Now it looks good to me (from plain looking at the code).

A side note:
While I tried to reverse engineer

declare -p | sed -n -E -e '/^declare -a/s/declare [-arxlu]+ ([A-Za-z0-9_-]+)=.*/\1/p'

I did the following as currently logged in normal user:

$ declare -p | grep '^declare -a'
declare -a BASH_ARGC=()
declare -a BASH_ARGV=()
declare -a BASH_COMPLETION_VERSINFO=([0]="2" [1]="7")
declare -a BASH_LINENO=()
declare -a BASH_SOURCE=()
declare -ar BASH_VERSINFO=([0]="4" [1]="4" [2]="23" [3]="1" [4]="release" [5]="x86_64-suse-linux-gnu")
declare -a DIRSTACK=()
declare -a FUNCNAME
declare -a GROUPS=()
declare -a PIPESTATUS=([0]="0" [1]="0")

$ declare -p | sed -n -E -e '/^declare -a/s/declare [-arxlu]+ ([A-Za-z0-9_-]+)=.*/\1/p'
BASH_ARGC
BASH_ARGV
BASH_COMPLETION_VERSINFO
BASH_LINENO
BASH_SOURCE
BASH_VERSINFO
DIRSTACK
GROUPS
PIPESTATUS

so the unassigned array FUNCNAME gets skipped.

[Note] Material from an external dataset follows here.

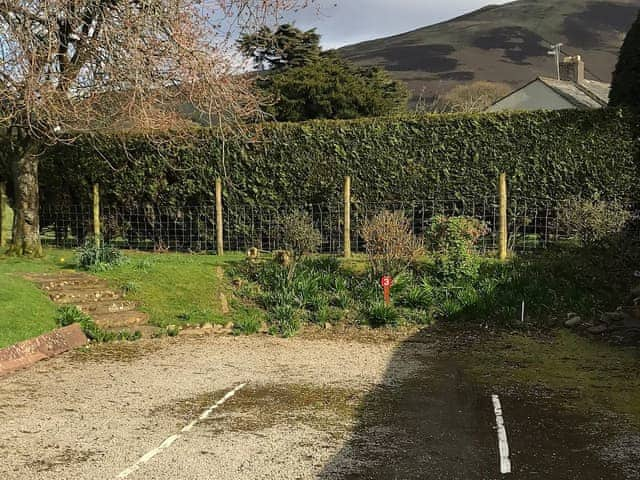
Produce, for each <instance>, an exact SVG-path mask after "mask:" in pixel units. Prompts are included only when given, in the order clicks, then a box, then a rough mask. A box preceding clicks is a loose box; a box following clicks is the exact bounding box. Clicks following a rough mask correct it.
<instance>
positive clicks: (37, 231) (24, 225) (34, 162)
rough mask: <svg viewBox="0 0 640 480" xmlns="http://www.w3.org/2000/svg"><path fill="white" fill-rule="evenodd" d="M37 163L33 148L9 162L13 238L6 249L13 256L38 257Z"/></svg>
mask: <svg viewBox="0 0 640 480" xmlns="http://www.w3.org/2000/svg"><path fill="white" fill-rule="evenodd" d="M38 162H39V158H38V152H37V149H35V148H27V149H25V150H24V151H23V153H22V155H20V156H19V157H17V158H16V159H14V160H13V164H12V170H13V192H14V212H13V213H14V217H13V239H12V241H11V246H10V248H9V253H10V254H13V255H20V256H32V257H40V256H42V243H41V242H40V192H39V188H38Z"/></svg>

Is it intentional to skip unassigned arrays?
Is perhaps

sed -n -E -e '/^declare -a/s/declare [-arxlu]+ ([A-Za-z0-9_-]+).*/\1/p'

better (i.e. without the '=')?

schlomo commented at 2023-02-20 13:20:

Wow, thanks for taking a deep look at this.

My original thinking was: If it hasn't been assigned then there is no potential for a wrong assignment, therefore it is enough to look at the arrays with content.

jsmeix commented at 2023-02-20 14:00:

It is fully sufficient in practice to only check assigned arrays.
I think we will never have declare -a CONF_VAR in default.conf.
I only noticed it by chance so I reported my finding.


[Export of Github issue for rear/rear.]